Krishnamurti: I wonder why some of you laughed? Was it a nervous reaction to cover up your our conflict of a similar kind?

This man has asked a serious question, and you brush it off with a laugh. He is concerned, he wants to know what to do. What should he do?

If he is serious and not carried away by words, by the mere sensation of a pleasant morning, obviously he has to act drastically, has he not? He may have to give up his business, because what he has realized is much more important than the business, than making money, than position, prestige, family, property.

Can he go back to an occupation which is not what he wants, which he realizes is not his life? But we generally cover up this struggle, this discontent, by words, by explanations, justifications, and slip back to the former state.

We realize that the life we have been leading as a business man, or what you will, is unworthy, corrupting, destructive - we realize that, we feel it in our bones and blood.

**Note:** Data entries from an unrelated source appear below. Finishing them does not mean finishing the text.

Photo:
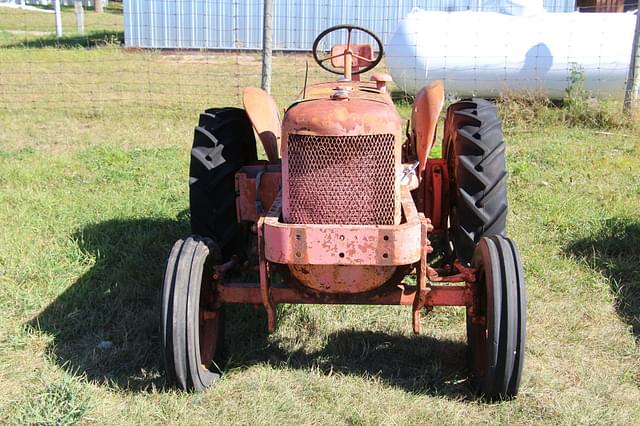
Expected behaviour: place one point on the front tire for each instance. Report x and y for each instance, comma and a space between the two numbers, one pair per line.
497, 326
192, 323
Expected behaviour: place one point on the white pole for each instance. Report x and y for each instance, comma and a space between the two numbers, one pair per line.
267, 46
79, 16
58, 16
632, 95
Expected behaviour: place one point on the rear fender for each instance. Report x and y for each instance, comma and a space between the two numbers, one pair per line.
263, 112
424, 120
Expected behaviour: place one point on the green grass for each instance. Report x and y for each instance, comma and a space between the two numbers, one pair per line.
94, 147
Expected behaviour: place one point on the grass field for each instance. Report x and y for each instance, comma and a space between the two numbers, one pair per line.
94, 147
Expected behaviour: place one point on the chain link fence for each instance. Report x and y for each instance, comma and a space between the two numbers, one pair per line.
201, 53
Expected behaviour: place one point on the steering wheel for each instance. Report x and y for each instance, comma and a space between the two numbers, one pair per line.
349, 28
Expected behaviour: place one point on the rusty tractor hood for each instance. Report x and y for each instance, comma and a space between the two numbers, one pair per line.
342, 109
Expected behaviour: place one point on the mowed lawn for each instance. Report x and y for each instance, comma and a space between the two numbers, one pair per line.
94, 151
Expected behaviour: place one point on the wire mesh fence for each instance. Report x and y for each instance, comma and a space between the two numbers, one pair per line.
202, 53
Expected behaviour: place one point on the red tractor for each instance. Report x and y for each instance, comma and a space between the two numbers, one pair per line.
343, 212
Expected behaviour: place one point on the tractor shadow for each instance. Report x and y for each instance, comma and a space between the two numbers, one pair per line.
415, 364
614, 251
106, 325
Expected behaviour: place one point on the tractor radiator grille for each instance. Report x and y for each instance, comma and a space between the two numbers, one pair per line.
347, 180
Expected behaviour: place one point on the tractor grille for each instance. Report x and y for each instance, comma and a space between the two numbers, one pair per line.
347, 180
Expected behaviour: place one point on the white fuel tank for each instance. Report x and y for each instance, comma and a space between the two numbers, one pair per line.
487, 54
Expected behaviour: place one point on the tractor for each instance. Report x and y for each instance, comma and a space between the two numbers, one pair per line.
344, 211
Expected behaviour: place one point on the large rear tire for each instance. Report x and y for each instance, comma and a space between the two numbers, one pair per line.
496, 330
475, 152
223, 142
192, 323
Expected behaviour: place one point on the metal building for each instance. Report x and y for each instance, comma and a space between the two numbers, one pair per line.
237, 24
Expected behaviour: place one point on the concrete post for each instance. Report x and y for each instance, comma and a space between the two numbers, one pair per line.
79, 16
267, 45
58, 17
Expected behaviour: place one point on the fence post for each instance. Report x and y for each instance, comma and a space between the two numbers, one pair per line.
77, 4
267, 46
58, 17
631, 95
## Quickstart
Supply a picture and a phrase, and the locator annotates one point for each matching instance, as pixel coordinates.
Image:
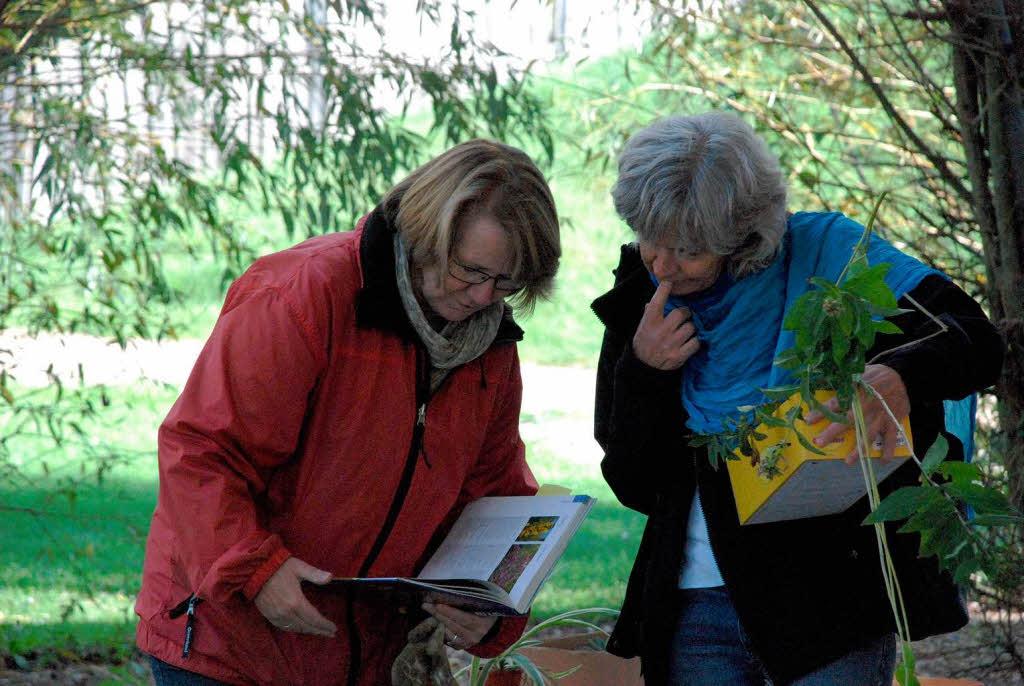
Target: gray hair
(708, 183)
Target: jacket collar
(378, 304)
(622, 307)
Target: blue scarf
(739, 323)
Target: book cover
(495, 559)
(807, 484)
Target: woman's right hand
(283, 603)
(665, 342)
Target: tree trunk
(986, 40)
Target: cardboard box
(809, 484)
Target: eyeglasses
(472, 275)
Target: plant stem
(885, 556)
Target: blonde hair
(707, 182)
(432, 204)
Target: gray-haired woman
(692, 327)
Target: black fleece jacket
(806, 591)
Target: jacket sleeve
(239, 417)
(638, 421)
(502, 470)
(935, 363)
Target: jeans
(710, 647)
(168, 675)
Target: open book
(495, 559)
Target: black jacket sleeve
(937, 365)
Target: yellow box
(809, 484)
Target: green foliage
(587, 619)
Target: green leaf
(886, 327)
(997, 519)
(808, 445)
(901, 504)
(936, 454)
(841, 346)
(870, 286)
(906, 671)
(983, 499)
(961, 472)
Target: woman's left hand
(462, 630)
(878, 422)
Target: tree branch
(887, 104)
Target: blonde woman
(357, 390)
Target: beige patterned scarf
(458, 342)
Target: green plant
(513, 658)
(836, 325)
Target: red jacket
(290, 438)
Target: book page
(511, 542)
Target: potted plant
(515, 666)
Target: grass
(74, 532)
(75, 515)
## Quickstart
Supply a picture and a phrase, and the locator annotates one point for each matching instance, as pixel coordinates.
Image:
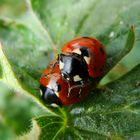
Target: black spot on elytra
(101, 69)
(85, 51)
(101, 50)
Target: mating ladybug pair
(68, 79)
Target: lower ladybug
(81, 58)
(57, 91)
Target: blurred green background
(33, 32)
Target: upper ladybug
(82, 58)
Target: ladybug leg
(52, 68)
(80, 86)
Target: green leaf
(111, 62)
(109, 113)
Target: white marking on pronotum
(61, 64)
(41, 93)
(77, 78)
(77, 51)
(87, 59)
(57, 94)
(54, 105)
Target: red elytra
(66, 96)
(96, 50)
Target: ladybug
(57, 91)
(82, 58)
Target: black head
(73, 67)
(49, 96)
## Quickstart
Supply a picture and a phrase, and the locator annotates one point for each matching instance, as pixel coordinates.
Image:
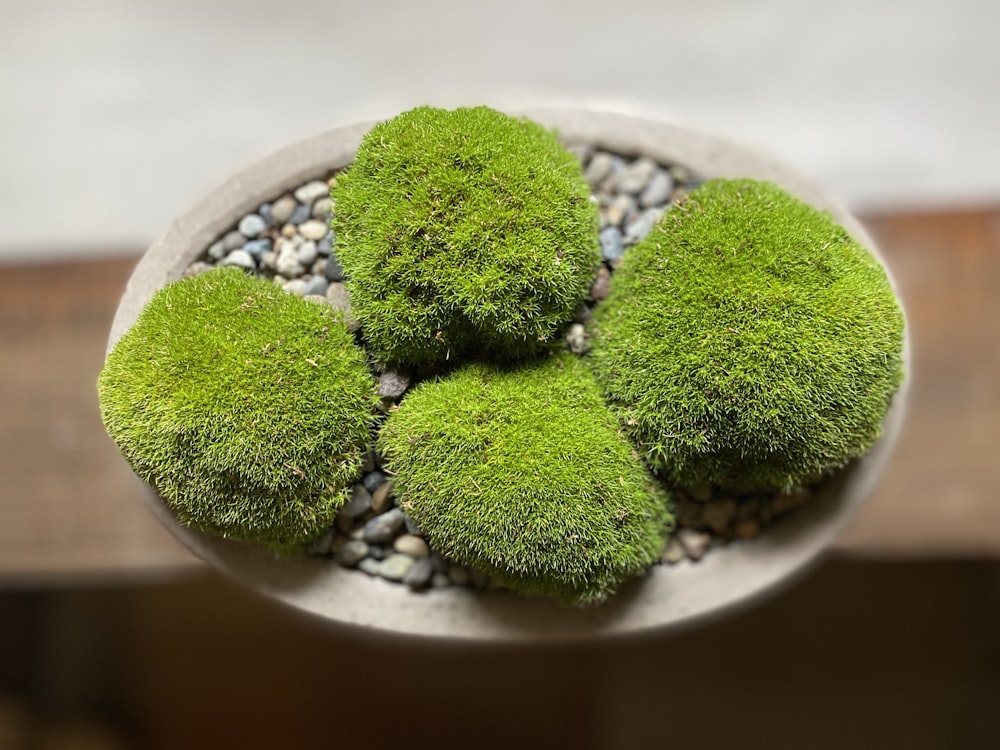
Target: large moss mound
(246, 407)
(524, 474)
(463, 231)
(749, 341)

But instead of acting, thinking it out, pursuing what we think, we are afraid of the consequences; and so there is an everlasting conflict going on between what we have realized and what we should do according to the dictates of society.

So we invite psychosomatic diseases, we invite the deterioration of the mind, the conflict under ground. You have felt the stirring of something real, of something which you know to be true, but you are caught in a machine of making money, or ritualism, or what you will.

If you fully realize that, and not just verbally accept it, then there will be drastic action, a breaking away from the old habits. But you see, very few ever come to that realization. We are getting old, our habits are settled, we want comfort, we want people to appreciate us, to love us, to be kind in the pattern of action to which we are accustomed.

So, instead of taking the drastic action, we cover up our conflict and get lost in words, in explanations. The more you are attached to possessions, to responsibilities, the vaster are the implications and the more difficult it is to act.

But if you realize that it has to be done, there is the end of the matter, you will do it. When you perceive what is true, that very perception is action.